Kusama’s film goes back and forth between Bell’s investigation into the dead body and her past of how she got involved with said person. In the flashbacks, we see that Bell was a young deputy asked to infiltrate a gang of bank robbers with an undercover FBI agent (Sebastian Stan). The editing of these two storylines works really well, keeping up the suspense throughout. There was never a moment where I wasn’t on edge. Because Kusama’s film is always on edge. Just like Kidman’s character.
I do have some issues with Destroyer. For starters, I wanted more of the film’s antagonist. The film hints at how evil this guy is, and he seems to be a very small part of the film. I wanted more. There are also some issues with the logic that the film seems to gleefully ignore. Bell does something that completely ignores the rules of the law and no one ever seems to really care. And I have to mention the ending. I won’t say anything as to not ruin the revelation, but I felt a little cheated. Just a little.
“You didn’t get away.”
Having aired my grievances, I have to say Destroyer is an incredibly powerful character study of a woman who seems to be at the end of a very long rope. One that is firmly tightened around her neck. The only thing tighter is Kusama’s grip on the audience. Her film is muscular. Destroyer flexes some serious brawn, especially a sequence involving a bank robbery with Bell being the only available officer in proximity.
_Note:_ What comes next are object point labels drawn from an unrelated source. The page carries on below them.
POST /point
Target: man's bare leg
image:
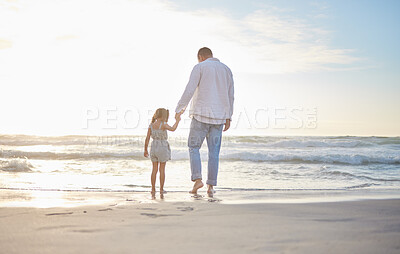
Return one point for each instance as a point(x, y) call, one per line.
point(197, 185)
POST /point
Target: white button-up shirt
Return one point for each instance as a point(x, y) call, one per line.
point(211, 86)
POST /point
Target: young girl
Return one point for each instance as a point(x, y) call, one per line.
point(160, 152)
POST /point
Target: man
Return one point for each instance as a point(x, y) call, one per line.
point(211, 86)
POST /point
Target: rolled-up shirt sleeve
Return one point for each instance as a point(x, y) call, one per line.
point(189, 90)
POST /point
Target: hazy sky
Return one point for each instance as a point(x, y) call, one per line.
point(102, 67)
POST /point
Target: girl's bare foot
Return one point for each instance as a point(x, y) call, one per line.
point(197, 185)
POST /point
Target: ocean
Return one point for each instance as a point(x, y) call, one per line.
point(247, 163)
Kusama’s filmography is beguiling. She debuted with Girl Fight (unseen by me). Then she did the underappreciated Jennifer’s Body, a bonkers Horror-Comedy that might bite off more than it can chew. She made 2015’s The Invitation, a slow burn Horror movie that is one of the best the genre gave us this decade. And now we arrive at Destroyer. A movie that Walter Hill or Sam Peckinpah would’ve made 40 years ago with Charles Bronson or James Caan. But instead, we have Nicole Kidman. Who annihilates everything in her way. And sets the screen on fire. Destroyer is something else.